Well the topic may seem like a pretty old concept, yet a vital one in the age of Big Data, Mobile BI and the Hadoops! As per FIMA 2012 benchmark report Data Quality (DQ) still remains as the topmost priority in data management strategy:
‘What gets measured improves!’ But often Data Quality (DQ) initiative is a reactive strategy as opposed to being a pro-active one; consider the impact bad data could have in a financial reporting scenario – brand tarnish, loss of investor confidence.
But are the business users aware of DQ issue? A research report by ‘The Data Warehousing Institute’, suggested that more that 80% of the business managers surveyed believed that the business data was fine, but just half of their technical counterparts agreed on the same!!! Having recognized this disparity, it would be a good idea to match the dimensions of data and the business problem created due to lack of data quality.
Data Quality Dimensions – IT Perspective
- Data Accuracy – the degree to which data reflects the real world
- Data Completeness – inclusion of all relevant attributes of data
- Data Consistency – uniformity of data across the enterprise
- Data Timeliness – Is the data up-to-date?
- Data Audit ability – Is the data reliable?
Business Problems – Due to Lack of Data Quality
Department/End-Users | Business Challenges | Data Quality Dimension* |
Human Resources | The actual employee performance as reviewed by the manager is not in sync with the HR database, Inaccurate employee classification based on government classification groups – minorities, differently abled | Data consistency, accuracy |
Marketing | Print and mailing costs associated with sending duplicate copies of promotional messages to the same customer/prospect, or sending it to the wrong address/email | Data timeliness |
Customer Service | Extra call support minutes due to incomplete data with regards to customer and poorly-defined metadata for knowledge base | Data completeness |
Sales | Lost sales due to lack of proper customer purchase/contact information that paralysis the organization from performing behavioral analytics | Data consistency, timeliness |
‘C’ Level | Reports that drive top management decision making are not in sync with the actual operational data, getting a 360o view of the enterprise | Data consistency |
Cross Functional | Sales and financial reports are not in sync with each other – typically data silos | Data consistency, audit ability |
Procurement | The procurement level of commodities are different from the requirement of production resulting in excess/insufficient inventory | Data consistency, accuracy |
Sales Channel | There are different representations of the same product across ecommerce sites, kiosks, stores and the product names/codes in these channels are different from those in the warehouse system.
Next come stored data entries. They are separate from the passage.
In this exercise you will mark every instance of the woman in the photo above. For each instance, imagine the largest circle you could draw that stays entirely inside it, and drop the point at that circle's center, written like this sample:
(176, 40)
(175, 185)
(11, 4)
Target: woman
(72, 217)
This results in delays/wrong items being shipped to the customer | Data consistency, accuracy |
*Just a perspective, there could be other dimensions causing these issues too
As it is evident, data is not just an IT issue but a business issue too and requires a ‘Collaborative Data Management’ approach (including business and IT) towards ensuring quality data. The solution is multifold starting from planning, execution and sustaining a data quality strategy. Aspects such as data profiling, MDM, data governance are vital guards that helps to analyze data, get first-hand information on its quality and to maintain its quality on an on-going basis.
Collaborative Data Management – Approach
Key steps in Collaborative Data Management would be to:
- Define and measure metrics for data with business team
- Assess existing data for the metrics – carry out a profiling exercise with IT team
- Implement data quality measures as a joint team
- Enforce a data quality fire wall (MDM) to ensure correct data enters the information ecosystem as a governance process
- Institute Data Governance and Stewardship programs to make data quality a routine and stable practice at a strategic level
This approach would ensure that the data ecosystem within a company is distilled as it involves business and IT users from each department at all hierarchy.
Thanks for reading, would appreciate your thoughts.